Azure DevOps Agent

How to output the value of a secret variable in Azure DevOps?

2 min read.

This article explains how you can output the value of a secret variable stored in Azure DevOps. This applies both to secrets stored in a Variable Group, or Pipeline Variables stored as secrets.

Is it safe, secure and advisable to do this? No!

But is it possible? Yes it is!

Let’s get to it!

Background

There might be situations, when you want to output the value of a secret variable. Maybe you registered an app in Entra, and had a good reason not to add it to Key Vault, but still need it for your pipeline? And maybe you were a good citizen, and stored it as a secret value – so neither you, nor anyone else, can ever see it again.

Similar configuration – and a problem – can be reproduced with a Pipeline Variable:

But what if you happen to need it later for some unknown, unholy purpose that you’d rather not utter aloud to avoid repercussions?

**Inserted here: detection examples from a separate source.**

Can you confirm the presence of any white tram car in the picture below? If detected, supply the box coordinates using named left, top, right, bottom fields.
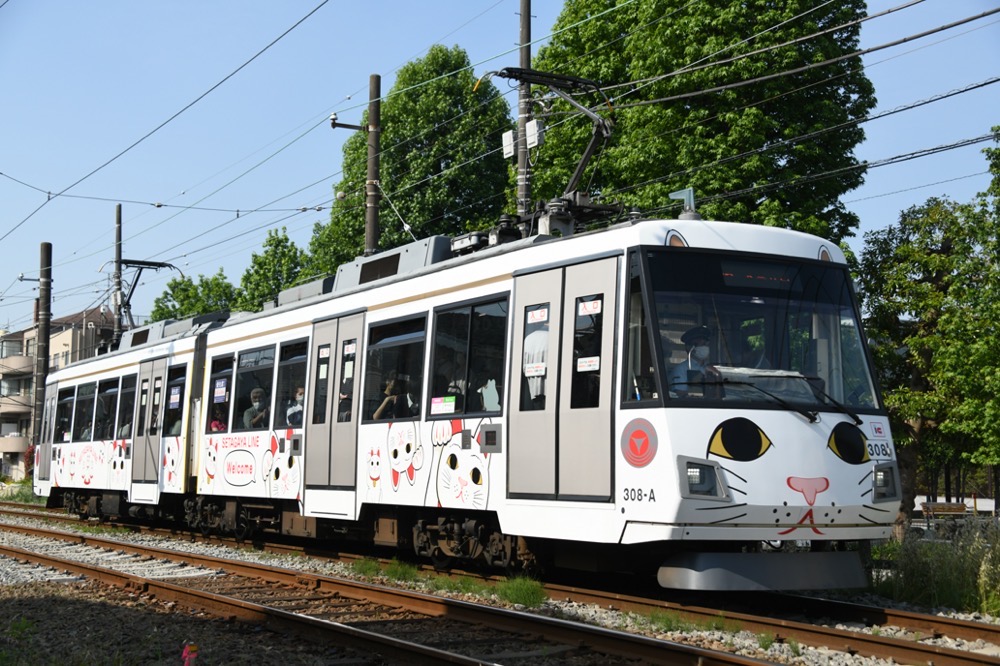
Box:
left=34, top=213, right=899, bottom=589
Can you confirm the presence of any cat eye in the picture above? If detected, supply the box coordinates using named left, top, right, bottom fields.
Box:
left=708, top=417, right=771, bottom=462
left=827, top=421, right=871, bottom=465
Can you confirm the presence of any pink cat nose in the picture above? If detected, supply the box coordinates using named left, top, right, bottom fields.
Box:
left=788, top=476, right=830, bottom=506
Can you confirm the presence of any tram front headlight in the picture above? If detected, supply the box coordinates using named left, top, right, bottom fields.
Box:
left=873, top=465, right=899, bottom=502
left=687, top=461, right=719, bottom=497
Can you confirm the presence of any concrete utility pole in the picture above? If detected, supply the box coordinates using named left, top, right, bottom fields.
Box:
left=365, top=74, right=382, bottom=257
left=31, top=243, right=52, bottom=446
left=330, top=74, right=382, bottom=257
left=517, top=0, right=531, bottom=219
left=111, top=204, right=122, bottom=349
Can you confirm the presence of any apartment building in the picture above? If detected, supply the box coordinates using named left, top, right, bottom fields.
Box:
left=0, top=308, right=113, bottom=481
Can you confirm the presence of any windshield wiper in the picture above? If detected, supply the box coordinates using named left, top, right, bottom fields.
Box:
left=805, top=377, right=864, bottom=425
left=722, top=378, right=819, bottom=423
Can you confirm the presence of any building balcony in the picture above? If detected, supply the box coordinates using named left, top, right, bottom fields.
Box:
left=0, top=395, right=33, bottom=418
left=0, top=355, right=35, bottom=377
left=0, top=437, right=31, bottom=453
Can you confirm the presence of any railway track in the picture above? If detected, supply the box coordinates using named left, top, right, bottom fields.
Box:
left=0, top=526, right=761, bottom=665
left=1, top=506, right=1000, bottom=664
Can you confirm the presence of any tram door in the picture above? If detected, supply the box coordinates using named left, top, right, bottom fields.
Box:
left=305, top=313, right=365, bottom=489
left=37, top=386, right=57, bottom=481
left=132, top=357, right=167, bottom=483
left=507, top=257, right=619, bottom=501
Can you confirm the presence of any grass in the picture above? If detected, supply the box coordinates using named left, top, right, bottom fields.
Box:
left=427, top=576, right=493, bottom=597
left=872, top=517, right=1000, bottom=615
left=351, top=557, right=382, bottom=578
left=494, top=576, right=549, bottom=608
left=4, top=479, right=46, bottom=504
left=385, top=560, right=419, bottom=583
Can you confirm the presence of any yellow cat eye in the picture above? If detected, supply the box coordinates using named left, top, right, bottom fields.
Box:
left=827, top=421, right=871, bottom=465
left=708, top=417, right=771, bottom=462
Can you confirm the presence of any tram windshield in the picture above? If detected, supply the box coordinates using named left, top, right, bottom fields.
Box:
left=626, top=248, right=879, bottom=413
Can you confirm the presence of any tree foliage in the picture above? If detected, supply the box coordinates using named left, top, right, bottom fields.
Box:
left=237, top=227, right=306, bottom=312
left=859, top=130, right=1000, bottom=511
left=533, top=0, right=875, bottom=242
left=306, top=45, right=512, bottom=275
left=150, top=268, right=240, bottom=321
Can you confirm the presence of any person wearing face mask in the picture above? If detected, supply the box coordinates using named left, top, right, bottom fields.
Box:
left=243, top=388, right=270, bottom=430
left=668, top=326, right=719, bottom=396
left=285, top=386, right=306, bottom=428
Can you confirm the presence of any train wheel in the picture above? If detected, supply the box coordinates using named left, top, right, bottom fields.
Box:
left=431, top=547, right=455, bottom=571
left=233, top=506, right=253, bottom=541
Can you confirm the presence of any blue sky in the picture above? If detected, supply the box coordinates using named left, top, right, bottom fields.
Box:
left=0, top=0, right=1000, bottom=330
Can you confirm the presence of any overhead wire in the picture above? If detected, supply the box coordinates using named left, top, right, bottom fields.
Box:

Then you need to find a way to coerce your pipeline to share that variable value with you!

Problem

If you try to solve the issue by clicking the little “lock” icon – the value turns empty. You can’t display the value of a secret variable once it’s set.

You can, however, output it in a pipeline. But not like this:

  steps:
  - task: PowerShell@2
    inputs:
      targetType: 'inline'
      script: |
        Write-Host "My Secret Value:"
        Write-Host $(ClientSecret)

Nope. That just shows little asterisks:

And this even happens if you try to be crafty and first set the value to a local variable:

  - task: PowerShell@2
    inputs:
      targetType: 'inline'
      script: |
        $variableValue = "$(ClientSecret)"
        
        Write-Host "My Secret Value:"
        Write-Host $variableValue

Yes – this is Azure DevOps trying to save you from yourself. But we can’t have any of that, can we? 😉

Solution

I’m using a Client Secret that I’ve stored in a Variable Group in Azure DevOps’ Library. The exact same method works for a secret Pipeline Variable.

But in order to be able to output our secret variable, we need to make Azure DevOps think we’re not trying to show the secret to anyone. We need some special tactics.

And that special tactics is called – drumroll, please – ToCharArray()!

By changing the variable to a character array instead of a string, it’s safe from being masked.

  - task: PowerShell@2
    inputs:
      targetType: 'inline'
      script: |
        # Get the string value of the secret
        $variableValue = "$(ClientSecret)"

        # Split the string into individual characters
        $characters = $variableValue.ToCharArray()

        Write-Host "My Secret Value:"
        Write-Host $characters

This will give you this delicious output:

Yes – that’s indeed the secret value as a character array, neatly echoed to your logs with spaces between character values.

Easy to copy-paste out of there – just remember to remove the extra spaces!